The app’s wayfinding feature allows fans to navigate to any point of interest in the stadium including their seat (the venue employs hundreds of Bluetooth beacons to do this; Bluetooth must be enabled on a device so the app can determine your exact location). Fans can also get information about line wait times to plan concession or restroom trips at the best moments. 

The Verizon stadium app keeps fans connected, informed, and fed.

By navigating to the Food and Beverage section of the app and ordering “Express Pickup” from the nearest concession stand—payment can be made ahead of time—fans can skip to the express line to get their food. Alternatively, they can skip the trip altogether and order “In-Seat Delivery” to have food delivered to their seat. 

In the stadium’s Yahoo Fantasy Football Lounge, LED ribbon screens present a stock-ticker-like stream of fantasy statistics, so fantasy football addicts and inveterate gamblers can track of how their fantasy team is doing.

Of course Super Bowls involve more than the actual game and stadium—they are week-long events taking place in the surrounding community. With that in mind the Super Bowl 50 Host Committee has a “Road to 50” app including interactive maps of the San Francisco Bay Area with a schedule of events such as the “NFL Experience.” Sponsored by Hyundai and located at the Moscone Center in San Francisco (about 40 miles away from the stadium), the NFL Experience includes interactive games, opportunities to meet NFL players of the past and present, a display on the history of the game and an up-close look at all past Super Bowl championship rings plus a photo opportunity with the Vince Lombardi Trophy, which is presented to the Super Bowl champion.

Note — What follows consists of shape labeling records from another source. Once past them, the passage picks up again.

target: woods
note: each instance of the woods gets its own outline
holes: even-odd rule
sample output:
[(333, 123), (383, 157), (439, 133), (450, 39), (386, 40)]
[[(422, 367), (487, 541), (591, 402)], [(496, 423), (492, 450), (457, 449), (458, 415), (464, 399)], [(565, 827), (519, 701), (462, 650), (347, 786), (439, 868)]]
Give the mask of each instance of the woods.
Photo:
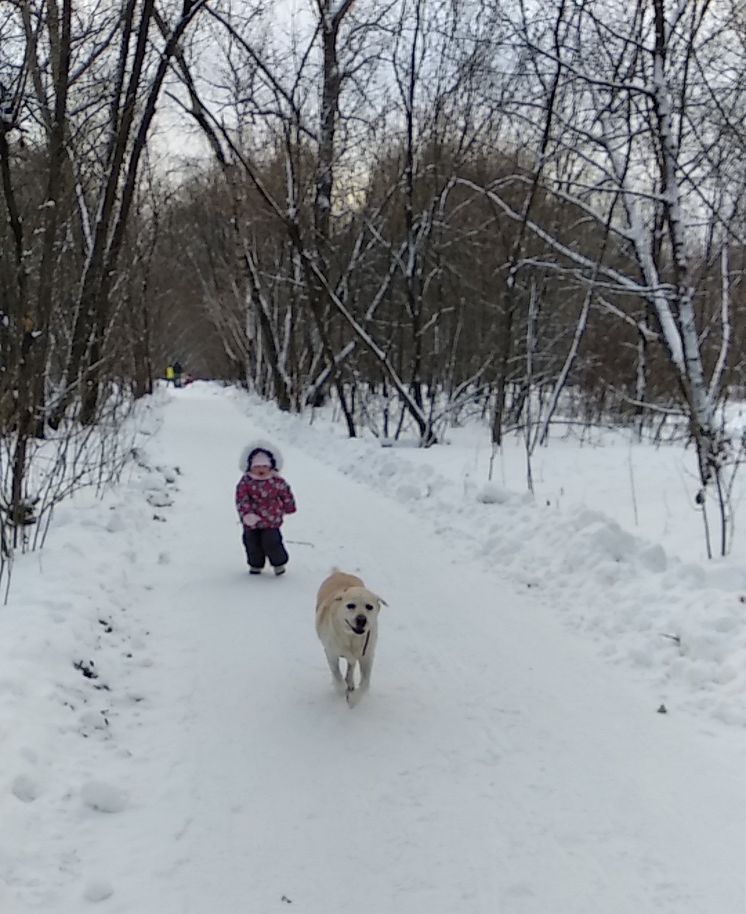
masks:
[(727, 551), (744, 37), (708, 0), (4, 0), (4, 557), (175, 358), (351, 436), (479, 416), (529, 471), (560, 422), (684, 435)]

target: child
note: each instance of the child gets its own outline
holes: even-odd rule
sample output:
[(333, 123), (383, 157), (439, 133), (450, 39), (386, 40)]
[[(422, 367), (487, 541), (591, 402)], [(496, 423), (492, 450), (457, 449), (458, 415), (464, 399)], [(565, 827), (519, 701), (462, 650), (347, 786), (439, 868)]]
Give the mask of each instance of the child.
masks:
[(282, 458), (273, 444), (255, 441), (241, 452), (243, 475), (236, 486), (236, 507), (243, 525), (250, 574), (261, 574), (269, 559), (276, 575), (285, 573), (288, 554), (280, 527), (295, 513), (295, 499), (280, 475)]

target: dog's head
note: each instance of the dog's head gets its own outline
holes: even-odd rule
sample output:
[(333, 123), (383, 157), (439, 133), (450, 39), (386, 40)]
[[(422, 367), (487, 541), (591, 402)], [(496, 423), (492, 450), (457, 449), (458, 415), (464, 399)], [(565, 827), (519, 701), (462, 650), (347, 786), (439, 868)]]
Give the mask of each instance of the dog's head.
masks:
[(334, 599), (335, 615), (343, 627), (355, 634), (365, 634), (378, 621), (386, 601), (367, 587), (350, 587)]

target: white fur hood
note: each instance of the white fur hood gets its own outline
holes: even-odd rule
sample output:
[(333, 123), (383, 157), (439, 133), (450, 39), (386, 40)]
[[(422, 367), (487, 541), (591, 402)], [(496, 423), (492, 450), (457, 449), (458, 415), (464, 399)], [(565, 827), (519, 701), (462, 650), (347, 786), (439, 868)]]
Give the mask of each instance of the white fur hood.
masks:
[(239, 469), (241, 473), (246, 473), (249, 469), (249, 454), (252, 451), (256, 451), (259, 448), (261, 451), (266, 451), (274, 457), (275, 468), (278, 473), (282, 469), (282, 453), (276, 444), (272, 444), (272, 441), (267, 441), (260, 439), (256, 441), (250, 441), (246, 445), (245, 448), (241, 449), (240, 456), (239, 457)]

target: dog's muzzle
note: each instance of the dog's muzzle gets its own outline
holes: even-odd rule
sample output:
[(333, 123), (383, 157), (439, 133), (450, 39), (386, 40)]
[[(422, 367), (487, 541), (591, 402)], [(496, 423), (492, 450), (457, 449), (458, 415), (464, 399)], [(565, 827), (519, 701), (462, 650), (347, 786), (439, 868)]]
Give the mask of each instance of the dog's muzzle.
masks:
[(346, 621), (347, 625), (352, 629), (356, 634), (365, 634), (366, 625), (368, 624), (368, 619), (366, 616), (356, 616), (353, 622), (353, 625), (349, 620)]

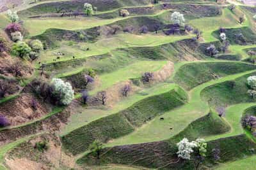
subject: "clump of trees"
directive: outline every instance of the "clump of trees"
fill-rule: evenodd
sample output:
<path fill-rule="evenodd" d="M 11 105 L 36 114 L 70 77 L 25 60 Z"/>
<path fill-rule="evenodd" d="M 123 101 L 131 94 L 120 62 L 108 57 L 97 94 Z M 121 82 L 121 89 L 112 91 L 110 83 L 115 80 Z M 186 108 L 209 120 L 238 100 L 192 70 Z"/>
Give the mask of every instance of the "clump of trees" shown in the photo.
<path fill-rule="evenodd" d="M 64 82 L 60 78 L 53 78 L 51 84 L 53 87 L 52 94 L 59 99 L 60 104 L 68 105 L 72 102 L 74 92 L 70 83 Z"/>
<path fill-rule="evenodd" d="M 10 10 L 7 11 L 7 16 L 12 23 L 18 22 L 20 19 L 17 11 L 12 11 Z"/>
<path fill-rule="evenodd" d="M 44 45 L 39 39 L 34 39 L 30 41 L 29 46 L 31 48 L 31 52 L 30 52 L 29 55 L 33 61 L 39 57 L 39 53 L 44 50 Z"/>
<path fill-rule="evenodd" d="M 189 142 L 187 138 L 184 138 L 177 143 L 178 157 L 184 160 L 190 160 L 191 154 L 195 153 L 193 162 L 195 169 L 203 162 L 206 157 L 207 145 L 204 139 L 198 138 L 195 141 Z"/>
<path fill-rule="evenodd" d="M 9 71 L 14 74 L 15 77 L 22 76 L 22 70 L 24 67 L 22 62 L 19 60 L 16 60 L 10 66 Z"/>
<path fill-rule="evenodd" d="M 221 32 L 220 38 L 221 41 L 225 41 L 227 39 L 226 34 L 225 32 Z"/>
<path fill-rule="evenodd" d="M 14 42 L 21 41 L 23 40 L 23 36 L 19 31 L 15 31 L 11 33 L 12 40 Z"/>
<path fill-rule="evenodd" d="M 230 45 L 230 44 L 229 43 L 229 41 L 228 40 L 224 41 L 220 47 L 221 51 L 223 52 L 223 53 L 225 53 L 227 50 L 228 50 L 228 46 Z"/>
<path fill-rule="evenodd" d="M 87 16 L 90 16 L 93 14 L 93 8 L 90 3 L 84 3 L 84 13 Z"/>
<path fill-rule="evenodd" d="M 198 152 L 199 155 L 205 157 L 207 152 L 207 143 L 204 139 L 198 138 L 195 141 L 189 142 L 187 138 L 183 138 L 177 143 L 179 151 L 177 152 L 178 157 L 190 160 L 191 153 Z"/>
<path fill-rule="evenodd" d="M 22 59 L 28 56 L 31 52 L 31 48 L 25 42 L 18 41 L 13 44 L 12 48 L 12 52 L 14 55 Z"/>
<path fill-rule="evenodd" d="M 123 17 L 128 17 L 130 15 L 127 10 L 121 10 L 119 11 L 119 15 Z"/>
<path fill-rule="evenodd" d="M 39 53 L 44 49 L 43 43 L 39 39 L 32 40 L 29 43 L 32 51 Z"/>
<path fill-rule="evenodd" d="M 125 27 L 123 29 L 124 32 L 128 32 L 128 33 L 132 33 L 134 31 L 135 28 L 132 25 Z"/>
<path fill-rule="evenodd" d="M 8 35 L 11 36 L 12 32 L 21 32 L 22 28 L 20 24 L 17 23 L 11 23 L 5 28 L 5 32 Z"/>
<path fill-rule="evenodd" d="M 0 53 L 9 50 L 9 46 L 4 38 L 0 36 Z"/>
<path fill-rule="evenodd" d="M 202 32 L 196 29 L 194 30 L 193 33 L 196 34 L 196 39 L 199 39 L 202 36 Z"/>
<path fill-rule="evenodd" d="M 256 96 L 256 76 L 249 76 L 247 78 L 247 85 L 250 89 L 247 92 L 254 99 Z"/>
<path fill-rule="evenodd" d="M 183 14 L 180 12 L 175 11 L 171 15 L 171 21 L 174 24 L 178 24 L 180 26 L 185 25 L 185 18 Z"/>
<path fill-rule="evenodd" d="M 146 72 L 141 76 L 143 83 L 150 83 L 154 80 L 154 74 L 151 72 Z"/>

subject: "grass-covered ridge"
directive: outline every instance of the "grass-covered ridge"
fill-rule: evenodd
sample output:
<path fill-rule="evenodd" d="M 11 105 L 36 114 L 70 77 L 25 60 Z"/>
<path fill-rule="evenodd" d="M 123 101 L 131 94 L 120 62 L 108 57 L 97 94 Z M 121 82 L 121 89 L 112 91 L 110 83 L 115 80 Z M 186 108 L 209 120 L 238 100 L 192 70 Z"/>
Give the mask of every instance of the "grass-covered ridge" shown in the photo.
<path fill-rule="evenodd" d="M 116 114 L 98 119 L 62 136 L 63 146 L 74 155 L 80 153 L 96 139 L 106 142 L 129 134 L 157 115 L 181 106 L 186 101 L 186 92 L 178 87 L 145 98 Z"/>
<path fill-rule="evenodd" d="M 250 73 L 233 80 L 209 86 L 201 92 L 202 97 L 212 106 L 227 106 L 240 103 L 255 102 L 247 91 L 247 78 L 255 75 Z"/>
<path fill-rule="evenodd" d="M 256 43 L 256 34 L 248 27 L 227 29 L 225 33 L 232 45 L 248 45 Z M 220 39 L 219 31 L 214 31 L 212 34 Z"/>
<path fill-rule="evenodd" d="M 207 125 L 204 127 L 204 125 Z M 175 153 L 177 152 L 177 148 L 175 147 L 176 142 L 184 137 L 195 139 L 198 137 L 204 138 L 225 133 L 229 130 L 228 125 L 223 118 L 219 117 L 215 113 L 210 113 L 192 122 L 184 131 L 169 140 L 107 148 L 104 150 L 106 152 L 97 162 L 100 164 L 132 164 L 149 168 L 161 167 L 163 169 L 193 169 L 194 165 L 192 161 L 175 162 L 177 160 Z M 240 142 L 236 143 L 237 141 Z M 244 143 L 246 145 L 244 145 Z M 248 149 L 255 147 L 255 145 L 246 139 L 244 135 L 210 141 L 207 142 L 207 145 L 209 150 L 213 148 L 219 148 L 221 150 L 220 160 L 221 162 L 241 158 L 242 155 L 250 155 L 253 153 L 248 151 Z M 225 155 L 226 152 L 230 153 L 229 156 Z M 239 153 L 236 154 L 236 152 L 239 152 Z M 214 164 L 214 158 L 211 152 L 208 153 L 206 166 L 211 167 Z M 175 160 L 176 161 L 173 161 Z M 170 162 L 170 160 L 173 160 L 172 162 L 175 163 L 168 164 Z M 77 163 L 86 166 L 95 164 L 95 160 L 88 154 L 78 159 Z"/>
<path fill-rule="evenodd" d="M 213 79 L 255 68 L 253 64 L 237 62 L 195 62 L 180 67 L 173 80 L 184 89 L 189 90 Z"/>

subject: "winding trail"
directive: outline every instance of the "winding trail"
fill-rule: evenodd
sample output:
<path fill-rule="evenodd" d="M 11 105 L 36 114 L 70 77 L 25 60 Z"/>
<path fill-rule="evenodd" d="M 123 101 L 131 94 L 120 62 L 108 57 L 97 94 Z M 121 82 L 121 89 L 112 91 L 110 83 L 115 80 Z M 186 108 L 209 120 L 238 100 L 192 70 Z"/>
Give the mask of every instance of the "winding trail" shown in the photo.
<path fill-rule="evenodd" d="M 129 135 L 114 139 L 111 143 L 108 143 L 107 146 L 152 142 L 169 139 L 170 137 L 173 136 L 184 130 L 184 128 L 193 121 L 209 113 L 209 106 L 207 103 L 203 101 L 200 97 L 200 93 L 203 89 L 208 86 L 234 80 L 255 71 L 255 70 L 252 70 L 232 74 L 217 80 L 213 80 L 198 85 L 189 91 L 189 96 L 190 99 L 188 103 L 155 118 L 154 120 L 149 124 L 144 125 L 143 127 Z M 228 122 L 230 120 L 232 120 L 232 115 L 234 111 L 239 111 L 240 115 L 238 115 L 238 118 L 239 118 L 241 113 L 243 112 L 243 109 L 250 107 L 250 106 L 253 106 L 253 103 L 245 103 L 241 104 L 241 106 L 237 104 L 237 106 L 237 106 L 236 108 L 235 107 L 236 106 L 234 106 L 234 108 L 230 107 L 230 109 L 228 109 L 228 111 L 231 113 L 227 113 L 227 115 L 228 115 L 228 116 L 227 117 L 227 118 L 228 118 L 227 121 Z M 240 108 L 241 111 L 237 110 L 237 108 Z M 231 108 L 232 108 L 232 110 Z M 164 117 L 164 120 L 159 122 L 160 117 Z M 231 125 L 234 127 L 233 129 L 234 129 L 232 130 L 234 132 L 232 131 L 232 132 L 234 133 L 230 134 L 230 136 L 232 136 L 234 134 L 239 134 L 237 132 L 243 132 L 243 129 L 240 129 L 239 127 L 240 121 L 239 120 L 238 121 L 237 120 L 237 119 L 236 118 L 234 120 L 234 123 L 232 122 L 230 123 Z M 237 122 L 236 121 L 237 121 Z M 236 127 L 237 126 L 237 125 L 239 129 L 236 129 Z M 170 127 L 173 128 L 173 131 L 170 131 Z M 227 134 L 225 134 L 225 135 Z"/>

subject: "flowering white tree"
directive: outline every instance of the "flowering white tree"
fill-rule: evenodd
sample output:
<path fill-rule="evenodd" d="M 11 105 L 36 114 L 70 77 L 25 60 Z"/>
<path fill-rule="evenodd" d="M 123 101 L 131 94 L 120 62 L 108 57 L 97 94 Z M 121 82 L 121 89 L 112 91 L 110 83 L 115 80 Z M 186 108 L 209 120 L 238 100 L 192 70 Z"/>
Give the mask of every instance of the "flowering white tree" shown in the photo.
<path fill-rule="evenodd" d="M 12 22 L 17 22 L 19 20 L 19 17 L 17 14 L 17 11 L 12 11 L 10 10 L 7 11 L 7 15 L 9 17 Z"/>
<path fill-rule="evenodd" d="M 183 159 L 190 159 L 190 154 L 194 152 L 193 148 L 198 149 L 198 153 L 202 157 L 205 157 L 207 143 L 204 139 L 198 138 L 196 141 L 189 142 L 186 138 L 177 144 L 179 151 L 178 157 Z"/>
<path fill-rule="evenodd" d="M 247 83 L 252 89 L 256 89 L 256 76 L 252 76 L 247 78 Z"/>
<path fill-rule="evenodd" d="M 220 39 L 221 39 L 222 41 L 225 41 L 225 40 L 226 40 L 226 39 L 227 39 L 226 34 L 225 34 L 224 32 L 220 33 Z"/>
<path fill-rule="evenodd" d="M 185 18 L 183 14 L 175 11 L 171 15 L 171 20 L 175 24 L 179 24 L 180 26 L 185 25 Z"/>
<path fill-rule="evenodd" d="M 53 78 L 52 84 L 54 87 L 54 94 L 58 96 L 60 102 L 64 105 L 71 103 L 74 99 L 74 90 L 68 82 L 64 82 L 60 78 Z"/>
<path fill-rule="evenodd" d="M 189 142 L 187 138 L 183 138 L 179 143 L 177 144 L 179 151 L 177 152 L 178 157 L 183 159 L 190 159 L 190 153 L 194 151 L 193 148 L 197 146 L 195 141 Z"/>
<path fill-rule="evenodd" d="M 93 8 L 92 5 L 89 3 L 84 3 L 84 12 L 87 15 L 91 15 L 93 13 Z"/>

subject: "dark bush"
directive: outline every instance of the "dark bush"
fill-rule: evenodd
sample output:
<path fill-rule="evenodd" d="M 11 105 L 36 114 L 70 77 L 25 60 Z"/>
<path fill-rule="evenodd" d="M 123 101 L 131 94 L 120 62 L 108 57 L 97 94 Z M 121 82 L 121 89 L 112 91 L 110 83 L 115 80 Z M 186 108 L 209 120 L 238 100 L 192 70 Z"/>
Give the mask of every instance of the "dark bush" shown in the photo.
<path fill-rule="evenodd" d="M 44 152 L 48 149 L 47 142 L 46 141 L 36 142 L 34 148 L 41 152 Z"/>
<path fill-rule="evenodd" d="M 154 80 L 154 74 L 153 73 L 146 72 L 142 76 L 141 80 L 143 83 L 149 83 Z"/>
<path fill-rule="evenodd" d="M 135 29 L 132 26 L 127 26 L 125 27 L 123 30 L 124 32 L 129 32 L 129 33 L 132 33 L 135 31 Z"/>
<path fill-rule="evenodd" d="M 131 87 L 130 85 L 125 85 L 122 89 L 122 94 L 124 96 L 127 97 L 128 92 L 131 90 Z"/>
<path fill-rule="evenodd" d="M 20 25 L 17 23 L 10 24 L 5 28 L 5 32 L 6 32 L 7 34 L 8 34 L 9 36 L 11 35 L 12 32 L 14 32 L 16 31 L 22 32 Z"/>
<path fill-rule="evenodd" d="M 107 92 L 106 91 L 101 91 L 97 94 L 97 99 L 101 102 L 102 105 L 105 105 L 107 100 Z"/>

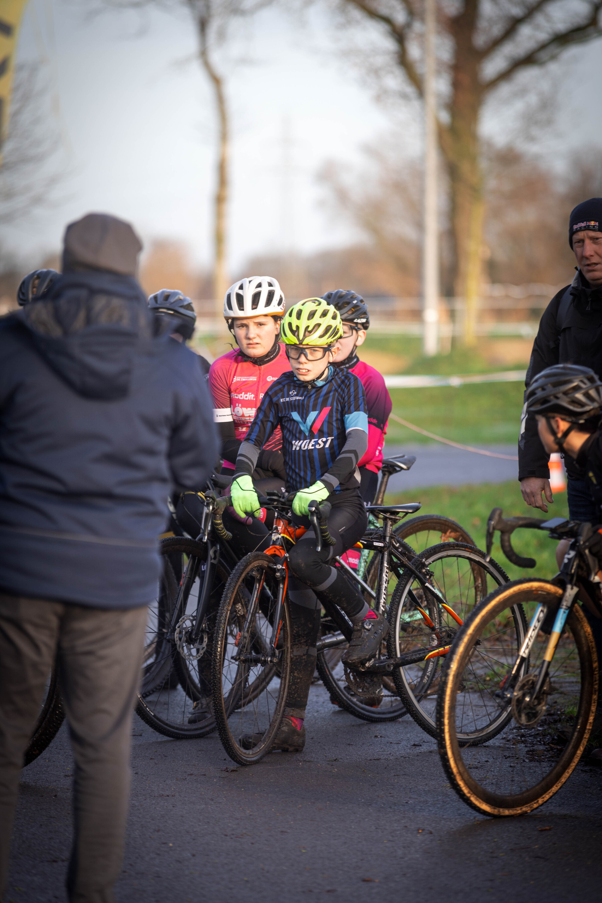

Also downtown In San Francisco there is “Super Bowl City presented by Verizon” (by now it must be evident that everything even remotely connected to the game has a corporate sponsor), centered on a 40-foot tall Fan Dome where fans become players as they step into interactive games. A 50-foot wide by 15-foot tall video wall (the “Fan Wall”) will display the leader boards and stats from the interactive games, user-generated content, social media visualizations and live video feeds from around Super Bowl City.

The interactive Breakaway game at this year's Super Bowl

In the interactive game “Breakaway” (above) participants can throw passes, dodge oncoming defenders, and score touchdowns. As players score more points, the pace of the game gets faster. When players are doing well, the entire area erupts with lights and sound to create “Fan Energy Moments” throughout the Fan Dome.

“Quarterback Challenge” brings virtual reality into play. By using a virtual reality headset, fans can “become” a pro quarterback, simulating training drills from completing a pass in practice, to leading their team to victory in a game-day scenario. Gaze detection technology allows fans to select which receiver they want to throw to and a hand held trigger will measure timing and accuracy.

Even the approximately 7,000 volunteers helping to make the Super Bowl experience a good one will be connected. Enterprise software company SAP worked with the host committee to develop an app that connects, provide training for and helps Super Bowl volunteers manage their shifts.